Infrastructure as a Service (IaaS). IT-Infrastruktur wie Betriebssystem oder Hardware sowie das Netzwerk werden bereitgestellt.
Platform as a Service (PaaS). Plattformen für das Entwickeln, Hosten und Betreiben von Webanwendungen.
Application Platform as a Service (APaaS). Cloud-Geschäftsanwendungen entwickeln und betreiben.
Backup as a Service (BaaS). Sicherheitskopien einfach in die Wolke auslagern.
Communications as a Service (CaaS). Bietet alle Voice-over-IP-Dienste (etwa Telefon und Video) an.
Database as a Service (DbaaS). Ganze Datenbanksysteme können gemietet werden. Der Anbieter übernimmt Bereitstellung, Pflege und Wartung.
Desktop as a Service (DaaS). Mobile Mitarbeiter greifen über die Cloud auf ihre Aufgaben zu.
CHECKLISTE FÜR CLOUD-EINSTEIGER
Diese Vorbereitungen sollten Unternehmen vor dem Auslagern von Daten und Anwendungen treffen:
Geschäftsprozesse unter die Lupe nehmen. Herausfinden, welche Tätigkeiten ganz oder teilweise ausgelagert werden können.
Für Datenschutz sorgen. Datenschutzrichtlinien und -Gesetze, denen das Unternehmen unterliegt, müssen unbedingt auch von den Dienstleistern eingehalten werden.
Exportmöglichkeit sicherstellen. Die Daten müssen stets im Besitz des Unternehmens bleiben und beim Anbieterwechsel exportiert werden können.

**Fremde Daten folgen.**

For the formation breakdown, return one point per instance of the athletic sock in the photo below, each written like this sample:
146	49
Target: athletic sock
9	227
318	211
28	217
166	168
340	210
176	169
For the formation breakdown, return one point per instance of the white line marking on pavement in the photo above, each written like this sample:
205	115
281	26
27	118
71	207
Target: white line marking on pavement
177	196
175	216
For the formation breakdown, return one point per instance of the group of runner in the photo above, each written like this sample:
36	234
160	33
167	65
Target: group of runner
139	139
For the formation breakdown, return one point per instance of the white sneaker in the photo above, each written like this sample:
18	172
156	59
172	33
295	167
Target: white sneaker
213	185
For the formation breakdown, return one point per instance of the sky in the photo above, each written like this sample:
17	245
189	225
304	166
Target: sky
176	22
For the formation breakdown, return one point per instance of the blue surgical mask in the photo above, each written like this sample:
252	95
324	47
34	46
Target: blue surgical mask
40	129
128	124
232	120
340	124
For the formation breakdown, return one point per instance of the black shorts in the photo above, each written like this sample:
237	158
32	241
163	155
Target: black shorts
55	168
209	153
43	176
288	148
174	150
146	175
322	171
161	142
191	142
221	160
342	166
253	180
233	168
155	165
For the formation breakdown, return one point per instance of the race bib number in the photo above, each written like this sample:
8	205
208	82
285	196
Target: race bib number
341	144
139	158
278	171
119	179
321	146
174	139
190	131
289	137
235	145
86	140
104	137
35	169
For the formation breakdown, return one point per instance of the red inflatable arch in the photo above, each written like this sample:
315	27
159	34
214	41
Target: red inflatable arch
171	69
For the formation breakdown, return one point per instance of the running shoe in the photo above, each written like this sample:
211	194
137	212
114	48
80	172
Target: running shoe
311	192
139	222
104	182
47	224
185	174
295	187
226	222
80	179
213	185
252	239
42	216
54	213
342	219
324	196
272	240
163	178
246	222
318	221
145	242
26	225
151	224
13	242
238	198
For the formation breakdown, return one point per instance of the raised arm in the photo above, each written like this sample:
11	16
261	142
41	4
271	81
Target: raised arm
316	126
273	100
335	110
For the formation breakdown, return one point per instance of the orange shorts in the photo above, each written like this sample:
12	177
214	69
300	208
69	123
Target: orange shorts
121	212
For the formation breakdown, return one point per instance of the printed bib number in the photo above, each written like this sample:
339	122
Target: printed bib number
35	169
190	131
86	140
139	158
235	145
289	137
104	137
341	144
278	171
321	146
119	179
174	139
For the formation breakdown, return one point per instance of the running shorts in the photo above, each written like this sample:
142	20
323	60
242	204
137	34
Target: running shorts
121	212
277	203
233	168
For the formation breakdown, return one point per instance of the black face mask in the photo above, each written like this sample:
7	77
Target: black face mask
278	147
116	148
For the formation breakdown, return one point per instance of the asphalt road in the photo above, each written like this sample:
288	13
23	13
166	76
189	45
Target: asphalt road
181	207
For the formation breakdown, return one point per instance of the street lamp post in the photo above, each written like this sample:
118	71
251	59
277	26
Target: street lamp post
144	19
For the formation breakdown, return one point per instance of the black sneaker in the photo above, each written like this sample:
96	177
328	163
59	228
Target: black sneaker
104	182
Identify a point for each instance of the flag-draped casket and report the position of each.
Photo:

Sicherheitsarchitektur überprüfen. Informationen zum Rechenzentrum, zur Netzsicherheit und zur Verschlüsselung der Daten müssen eingeholt werden.
Verfügbarkeit und Rechtemanagement festlegen. Spezifische rechtliche Aspekte und Verfügbarkeiten (Service Level Agreements), die für das Unternehmen wichtig sind, müssen vom Anbieter eingehalten werden.
ID-Management darlegen lassen. Der Dienstleister muss darlegen, wie er die verschiedenen Nutzer identifiziert und wie er sicherstellt, dass nur berechtige Anwender Zugriff auf die Firmendaten haben.